Даром что под тяжёлыми расписными одеждами вьётся рыжий хвост.
Адиш сосредоточена, напряжена, точно струна под пальцами музыкантки или тетива в руках лучницы, и, пожалуй, второе подошло бы ей несказанно больше. Только ледяной самоконтроль и помогает сейчас – и ничего иного она себе не позволяет. Ни злости, ни ярости, ни азарта, ни страсти – мысли должно оставлять холодными, как снег на самых горных вершинах, как океанические воды на полюсах; душу должно держать прозрачнее алмаза, легче льда; разум должно окунать в благословенную тишину, не замечать ничего и никого вокруг, кроме того, что действительно важно.
И важнее причудливой пляски огня на лезвиях нет ничего сейчас.
Заглянуть внутрь себя; выдохнуть так, чтобы загорелся ответный пламень. Фиолетовые всполохи не заставляют себя ждать и бегут по земле змеями, следуя движениям ног, когда Адиш шагает назад, принимая удобную для одного ловкого и скорого броска стойку.
– Колкий огонь на пальцах твоих жжётся, срывается он, – напевает лисица, и огонь скользит по стальным лезвиям. – Быть может, нам не стоит враждовать настоль яростно-злостно?
Адиш отвечает тем же, насчитав порядок в пять-семь-пять слогов.
– Слагая стихи, себе ты не поможешь, – звенит ответом ей холод. – Не стой на пути.
– Я пересекла твою тропу без злобы, – признаёт она спокойно-мягко, – можешь дать уйти и беспокоить более тебя не стану: обещая, держу.
Руки-лапы у той – по локоть в крови.
Адиш точно знает: никогда нельзя верить чужим словам, но надо – действиям. Люди лгут всегда, но ките-охия, рождённые для обмана и притворства, созданные искуснейшими слагательницами витиеватых слов, лгут ещё чаще, пусть даже казалось это невозможным.
Немудрено, что Адиш наткнулась на это существо в шатари, приметив невольно во время представления, что с ведущей танцовщицей, чьё лицо скрывала тяжёлая, резная белая маска, достающая до груди, что-то не так. Никак она не ожидала, что смутное и странное “не так” окажется не только причастностью к гибели высокопоставленного уюра, но и глубоко древней сущностью.
– Лисьим словам нет веры, – отрезает и продолжает на выдохе: – Скажи мне то, что я желаю знать.
– Тогда отпустишь? Готова я поверить тебе, возможно.
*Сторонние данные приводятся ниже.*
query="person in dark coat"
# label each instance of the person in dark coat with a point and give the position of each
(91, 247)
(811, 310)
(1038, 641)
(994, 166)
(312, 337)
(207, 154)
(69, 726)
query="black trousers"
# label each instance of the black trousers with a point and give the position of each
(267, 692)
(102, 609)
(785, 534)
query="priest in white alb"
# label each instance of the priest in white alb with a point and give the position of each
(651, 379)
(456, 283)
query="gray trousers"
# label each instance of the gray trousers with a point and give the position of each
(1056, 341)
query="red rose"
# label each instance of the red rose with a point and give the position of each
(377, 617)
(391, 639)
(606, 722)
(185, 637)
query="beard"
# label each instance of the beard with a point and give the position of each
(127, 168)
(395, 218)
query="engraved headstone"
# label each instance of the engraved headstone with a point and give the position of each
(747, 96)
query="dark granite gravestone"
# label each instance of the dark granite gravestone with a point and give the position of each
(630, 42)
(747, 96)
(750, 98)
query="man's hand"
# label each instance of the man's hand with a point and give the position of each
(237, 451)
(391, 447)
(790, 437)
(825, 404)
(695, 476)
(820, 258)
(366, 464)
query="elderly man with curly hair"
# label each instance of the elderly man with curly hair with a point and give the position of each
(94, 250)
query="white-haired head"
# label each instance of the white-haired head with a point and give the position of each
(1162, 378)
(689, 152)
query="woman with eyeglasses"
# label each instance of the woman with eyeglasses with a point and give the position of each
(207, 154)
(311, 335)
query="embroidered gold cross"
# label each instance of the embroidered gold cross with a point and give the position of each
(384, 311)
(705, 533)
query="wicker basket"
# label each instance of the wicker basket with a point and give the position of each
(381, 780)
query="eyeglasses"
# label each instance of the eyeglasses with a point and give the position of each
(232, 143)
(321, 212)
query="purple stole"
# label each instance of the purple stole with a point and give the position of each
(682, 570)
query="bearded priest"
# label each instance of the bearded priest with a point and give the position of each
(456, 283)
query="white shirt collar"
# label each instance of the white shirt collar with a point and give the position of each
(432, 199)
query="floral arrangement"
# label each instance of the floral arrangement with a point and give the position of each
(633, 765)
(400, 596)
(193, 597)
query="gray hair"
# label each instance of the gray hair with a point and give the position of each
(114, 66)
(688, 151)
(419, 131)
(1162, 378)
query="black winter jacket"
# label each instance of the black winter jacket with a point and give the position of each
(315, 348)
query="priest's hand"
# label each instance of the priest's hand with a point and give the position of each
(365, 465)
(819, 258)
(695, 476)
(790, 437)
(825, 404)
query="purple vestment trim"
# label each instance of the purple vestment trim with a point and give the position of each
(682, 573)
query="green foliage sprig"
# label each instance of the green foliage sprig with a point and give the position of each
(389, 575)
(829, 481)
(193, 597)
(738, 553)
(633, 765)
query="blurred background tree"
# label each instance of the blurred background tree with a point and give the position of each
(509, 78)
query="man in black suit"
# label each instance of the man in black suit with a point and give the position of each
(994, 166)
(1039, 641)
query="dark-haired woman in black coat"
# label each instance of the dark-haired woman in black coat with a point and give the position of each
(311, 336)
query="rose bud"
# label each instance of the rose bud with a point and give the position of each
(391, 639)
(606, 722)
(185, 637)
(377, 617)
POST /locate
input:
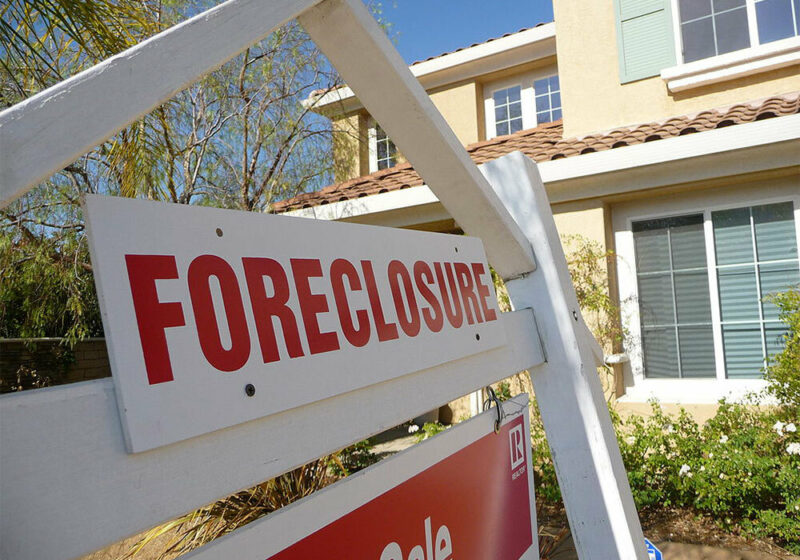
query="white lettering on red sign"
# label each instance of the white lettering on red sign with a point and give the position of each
(440, 549)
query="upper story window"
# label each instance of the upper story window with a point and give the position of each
(521, 102)
(508, 110)
(713, 27)
(548, 99)
(382, 151)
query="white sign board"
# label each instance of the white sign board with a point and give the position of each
(466, 494)
(216, 317)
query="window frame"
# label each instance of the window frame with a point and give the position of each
(752, 25)
(688, 390)
(527, 97)
(373, 147)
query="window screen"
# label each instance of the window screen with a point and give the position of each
(756, 252)
(674, 301)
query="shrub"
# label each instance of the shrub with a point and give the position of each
(783, 370)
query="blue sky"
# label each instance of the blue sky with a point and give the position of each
(425, 28)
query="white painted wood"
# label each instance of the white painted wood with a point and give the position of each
(270, 535)
(55, 127)
(781, 135)
(203, 396)
(366, 60)
(590, 472)
(69, 487)
(736, 64)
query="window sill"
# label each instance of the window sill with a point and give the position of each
(730, 66)
(691, 391)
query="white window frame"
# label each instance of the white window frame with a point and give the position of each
(527, 97)
(728, 66)
(682, 390)
(372, 137)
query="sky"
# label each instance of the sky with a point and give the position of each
(424, 28)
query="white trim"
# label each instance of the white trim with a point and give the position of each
(756, 58)
(760, 133)
(372, 145)
(373, 204)
(491, 56)
(684, 390)
(527, 97)
(63, 450)
(626, 168)
(50, 130)
(736, 64)
(397, 101)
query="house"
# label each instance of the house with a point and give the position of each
(668, 131)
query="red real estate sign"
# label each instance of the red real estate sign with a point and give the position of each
(466, 494)
(216, 317)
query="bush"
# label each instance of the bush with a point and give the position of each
(783, 370)
(742, 467)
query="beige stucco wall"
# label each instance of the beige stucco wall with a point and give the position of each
(584, 218)
(459, 106)
(593, 98)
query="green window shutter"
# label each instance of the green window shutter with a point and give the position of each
(645, 40)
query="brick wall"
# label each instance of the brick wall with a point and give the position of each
(88, 359)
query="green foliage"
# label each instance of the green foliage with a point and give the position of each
(544, 472)
(742, 468)
(783, 370)
(503, 391)
(429, 429)
(352, 459)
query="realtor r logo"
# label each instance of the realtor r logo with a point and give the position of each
(517, 450)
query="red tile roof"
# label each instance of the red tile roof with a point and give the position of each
(545, 143)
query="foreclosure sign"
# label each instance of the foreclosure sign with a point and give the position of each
(216, 317)
(466, 494)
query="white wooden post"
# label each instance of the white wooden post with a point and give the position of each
(588, 463)
(363, 55)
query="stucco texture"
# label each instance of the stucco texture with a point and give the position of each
(587, 54)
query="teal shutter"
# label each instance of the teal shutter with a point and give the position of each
(645, 39)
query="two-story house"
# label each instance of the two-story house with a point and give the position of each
(666, 130)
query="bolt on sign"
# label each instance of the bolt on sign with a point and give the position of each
(466, 494)
(216, 317)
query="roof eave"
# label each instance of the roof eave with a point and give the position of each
(533, 44)
(747, 148)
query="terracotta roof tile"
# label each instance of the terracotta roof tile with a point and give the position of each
(545, 143)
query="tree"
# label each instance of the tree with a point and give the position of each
(241, 137)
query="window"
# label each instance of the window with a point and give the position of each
(507, 110)
(383, 153)
(703, 281)
(712, 27)
(674, 301)
(522, 101)
(548, 99)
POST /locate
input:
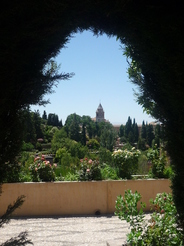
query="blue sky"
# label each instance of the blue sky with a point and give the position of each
(100, 77)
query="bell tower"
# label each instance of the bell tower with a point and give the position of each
(100, 113)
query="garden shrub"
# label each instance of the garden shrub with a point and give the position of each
(105, 156)
(42, 170)
(126, 161)
(160, 230)
(89, 170)
(108, 172)
(157, 158)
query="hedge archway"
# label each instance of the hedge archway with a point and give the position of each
(34, 31)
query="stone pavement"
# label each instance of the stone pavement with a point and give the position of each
(69, 231)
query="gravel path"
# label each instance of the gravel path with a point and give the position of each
(68, 231)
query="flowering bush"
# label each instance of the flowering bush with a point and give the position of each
(157, 158)
(89, 170)
(42, 170)
(161, 229)
(126, 161)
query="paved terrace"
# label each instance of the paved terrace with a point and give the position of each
(69, 231)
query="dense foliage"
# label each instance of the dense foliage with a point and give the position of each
(160, 229)
(33, 33)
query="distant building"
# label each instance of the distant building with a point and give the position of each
(100, 114)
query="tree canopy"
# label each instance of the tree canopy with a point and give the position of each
(33, 32)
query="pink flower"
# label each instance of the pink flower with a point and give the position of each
(37, 158)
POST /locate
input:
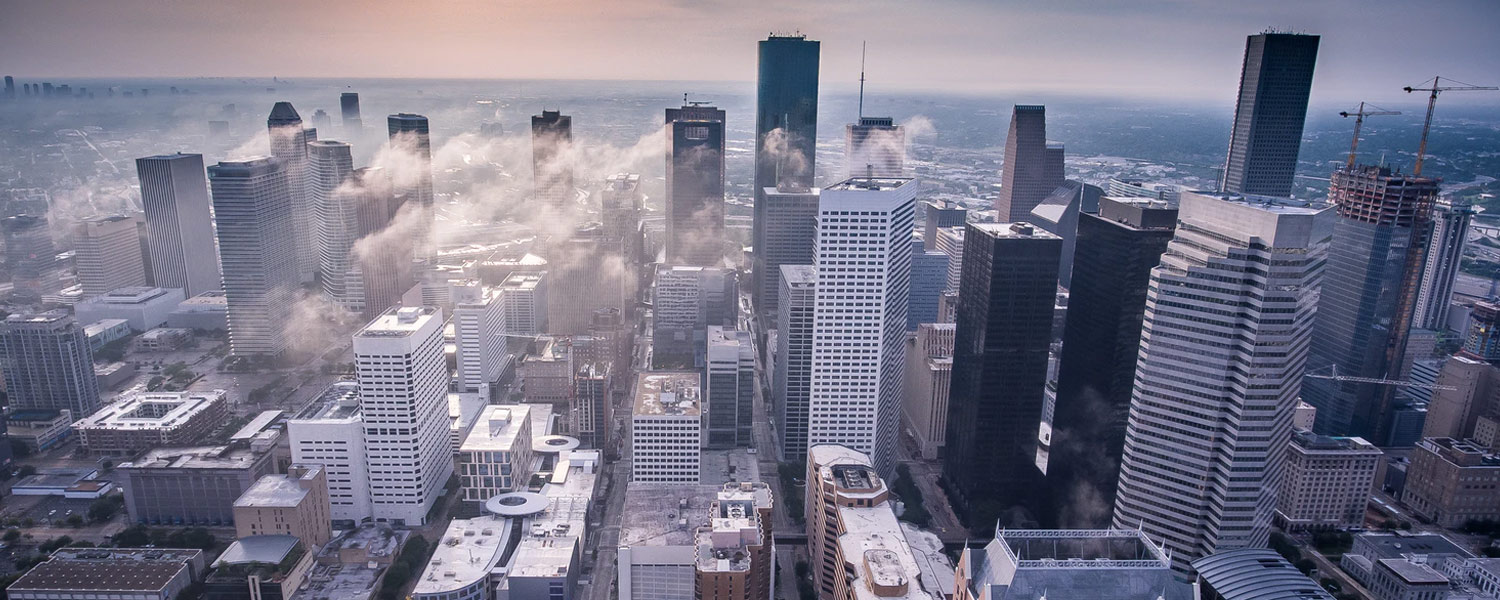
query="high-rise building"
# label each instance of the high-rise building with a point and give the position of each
(48, 363)
(551, 158)
(290, 146)
(1115, 252)
(999, 368)
(350, 111)
(729, 389)
(860, 317)
(258, 251)
(174, 197)
(1445, 252)
(794, 357)
(1274, 87)
(791, 225)
(1029, 173)
(408, 132)
(1370, 291)
(875, 147)
(108, 254)
(404, 383)
(695, 185)
(1211, 411)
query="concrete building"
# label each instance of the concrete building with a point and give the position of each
(857, 548)
(108, 254)
(258, 251)
(48, 363)
(666, 428)
(1452, 482)
(794, 357)
(929, 374)
(404, 384)
(293, 504)
(1175, 422)
(860, 348)
(141, 573)
(1326, 482)
(1097, 564)
(179, 228)
(495, 456)
(695, 185)
(729, 389)
(149, 420)
(1272, 105)
(144, 308)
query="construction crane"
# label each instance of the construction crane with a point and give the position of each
(1431, 101)
(1334, 375)
(1359, 119)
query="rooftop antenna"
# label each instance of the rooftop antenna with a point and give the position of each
(861, 80)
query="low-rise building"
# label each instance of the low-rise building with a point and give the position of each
(1326, 482)
(287, 504)
(152, 420)
(1452, 482)
(90, 573)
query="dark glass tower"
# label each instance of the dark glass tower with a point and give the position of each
(786, 135)
(1370, 288)
(999, 369)
(1112, 263)
(1274, 89)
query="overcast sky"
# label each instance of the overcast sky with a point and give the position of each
(1160, 48)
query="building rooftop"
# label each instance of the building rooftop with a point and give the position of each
(668, 393)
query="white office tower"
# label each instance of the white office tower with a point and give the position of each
(330, 170)
(404, 398)
(875, 147)
(179, 227)
(1229, 318)
(864, 266)
(479, 336)
(108, 254)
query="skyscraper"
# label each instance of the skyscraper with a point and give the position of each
(999, 368)
(1211, 411)
(1370, 291)
(551, 158)
(404, 383)
(290, 147)
(785, 138)
(350, 110)
(1115, 252)
(408, 132)
(174, 197)
(48, 363)
(252, 207)
(695, 185)
(1029, 173)
(875, 147)
(860, 317)
(791, 225)
(108, 254)
(1445, 252)
(1274, 87)
(794, 356)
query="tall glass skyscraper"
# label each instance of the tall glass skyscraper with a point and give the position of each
(1272, 107)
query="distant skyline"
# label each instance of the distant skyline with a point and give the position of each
(1151, 48)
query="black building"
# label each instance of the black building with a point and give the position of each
(1112, 263)
(1007, 293)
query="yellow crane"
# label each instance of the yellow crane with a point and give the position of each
(1359, 119)
(1431, 101)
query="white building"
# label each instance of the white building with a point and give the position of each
(864, 263)
(666, 428)
(1215, 389)
(404, 383)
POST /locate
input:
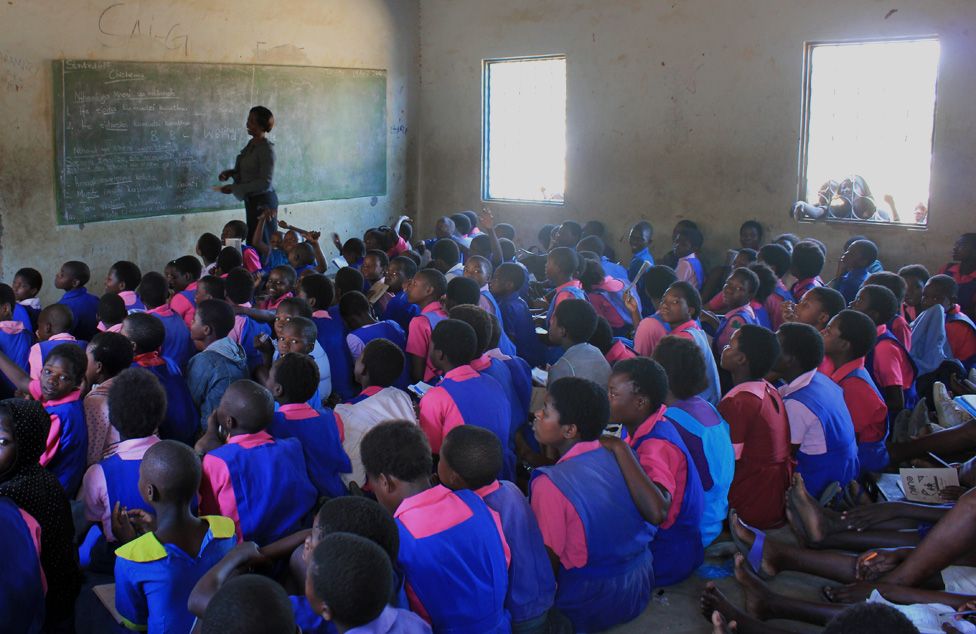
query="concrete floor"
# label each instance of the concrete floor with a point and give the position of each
(675, 609)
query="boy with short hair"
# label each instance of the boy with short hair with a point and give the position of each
(242, 458)
(72, 278)
(219, 361)
(155, 572)
(467, 538)
(821, 428)
(848, 338)
(758, 427)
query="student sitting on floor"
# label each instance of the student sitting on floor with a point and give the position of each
(820, 424)
(848, 337)
(465, 537)
(154, 573)
(758, 427)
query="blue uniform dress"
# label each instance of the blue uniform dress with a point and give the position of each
(678, 549)
(519, 327)
(400, 310)
(84, 309)
(531, 583)
(182, 420)
(22, 585)
(332, 338)
(454, 561)
(615, 584)
(711, 450)
(153, 580)
(237, 477)
(319, 436)
(825, 399)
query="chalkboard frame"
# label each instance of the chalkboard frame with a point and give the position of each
(58, 114)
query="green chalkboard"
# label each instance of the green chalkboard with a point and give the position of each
(147, 139)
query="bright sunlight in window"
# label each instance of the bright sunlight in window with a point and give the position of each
(870, 114)
(525, 130)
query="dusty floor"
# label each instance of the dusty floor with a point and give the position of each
(676, 610)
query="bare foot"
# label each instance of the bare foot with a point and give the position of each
(807, 511)
(770, 547)
(756, 592)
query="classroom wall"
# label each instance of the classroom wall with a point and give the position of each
(685, 109)
(340, 33)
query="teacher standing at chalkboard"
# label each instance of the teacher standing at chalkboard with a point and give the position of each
(253, 171)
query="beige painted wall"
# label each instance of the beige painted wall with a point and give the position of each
(685, 109)
(340, 33)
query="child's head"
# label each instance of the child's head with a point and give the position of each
(234, 229)
(394, 454)
(293, 378)
(281, 280)
(136, 403)
(73, 274)
(818, 306)
(471, 458)
(249, 604)
(777, 257)
(208, 247)
(246, 408)
(687, 242)
(561, 265)
(228, 259)
(878, 303)
(209, 287)
(27, 283)
(123, 276)
(444, 255)
(801, 349)
(145, 331)
(348, 280)
(301, 255)
(477, 318)
(298, 335)
(461, 290)
(349, 581)
(575, 410)
(380, 364)
(213, 320)
(317, 290)
(508, 278)
(108, 354)
(374, 265)
(740, 287)
(915, 276)
(169, 474)
(806, 261)
(684, 364)
(860, 254)
(239, 286)
(400, 271)
(750, 235)
(680, 303)
(849, 335)
(453, 343)
(182, 272)
(428, 285)
(573, 322)
(752, 350)
(63, 371)
(153, 290)
(54, 320)
(939, 290)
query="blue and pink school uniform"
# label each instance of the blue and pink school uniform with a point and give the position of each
(443, 530)
(321, 443)
(236, 480)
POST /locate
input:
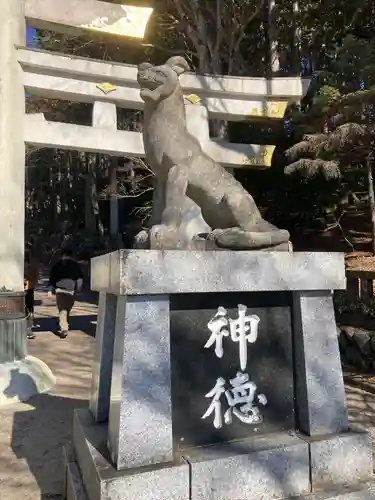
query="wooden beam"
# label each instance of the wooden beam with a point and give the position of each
(76, 90)
(77, 16)
(232, 87)
(44, 134)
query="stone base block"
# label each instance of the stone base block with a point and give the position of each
(340, 459)
(74, 484)
(361, 491)
(276, 466)
(103, 482)
(22, 379)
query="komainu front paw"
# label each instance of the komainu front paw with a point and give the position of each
(164, 237)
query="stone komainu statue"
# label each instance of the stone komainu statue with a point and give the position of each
(197, 203)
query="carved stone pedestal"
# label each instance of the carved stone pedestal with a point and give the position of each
(157, 428)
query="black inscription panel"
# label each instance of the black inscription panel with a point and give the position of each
(214, 398)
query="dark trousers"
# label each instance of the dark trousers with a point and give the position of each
(64, 302)
(29, 302)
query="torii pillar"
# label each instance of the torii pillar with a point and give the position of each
(21, 376)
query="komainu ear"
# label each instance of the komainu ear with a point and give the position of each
(143, 66)
(178, 64)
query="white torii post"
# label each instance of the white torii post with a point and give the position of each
(12, 147)
(21, 376)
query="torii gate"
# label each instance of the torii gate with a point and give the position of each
(52, 75)
(77, 15)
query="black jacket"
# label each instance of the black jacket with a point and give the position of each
(64, 275)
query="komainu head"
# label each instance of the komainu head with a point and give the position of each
(159, 82)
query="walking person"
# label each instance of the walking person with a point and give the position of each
(66, 279)
(31, 281)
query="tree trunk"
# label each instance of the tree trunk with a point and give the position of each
(371, 197)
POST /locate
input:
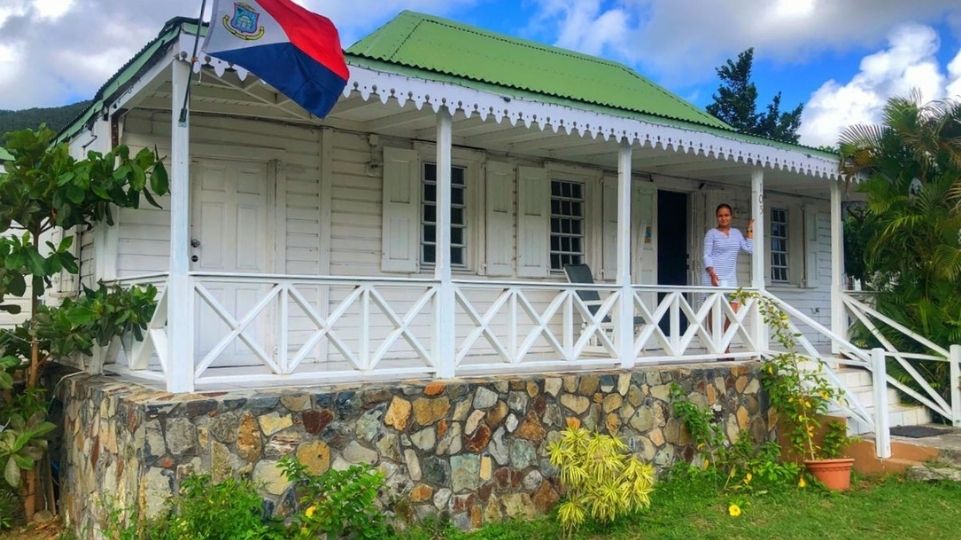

Желаю идти дальше я своим путём вдоль городов, но знаю одна столь много, что задержимся мы на все века. А потому ты скажи, что лиса тебе должна поведать.
Адиш точно знает, чего она желает, и Адиш привычна получать то, чего желает. Дочь Повелителя, агади-райкумари, она не знает отказа в желаниях разумных; и в этот миг, полагая, что имеет право по крови, отдаёт короткий приказ ките-охия:
– Отпусти огонь. Я желаю говорить – не причинять вред.
Угасает пламя на металле – лисица сворачивает тэссен одним изящным движением руки и вновь прячет ладони в широкие расписные рукава, точно бы показывая: “Ты гляди же на меня, я не стану боле нападать и жду того же от тебя”, но Адиш не рискует слишком явно, сохраняя недоверие. Огонь утих, вскоптив напоследок пол, но напряжение в руках, в ногах лишь перетекает плавно в другой вид, не спадая и не тлея.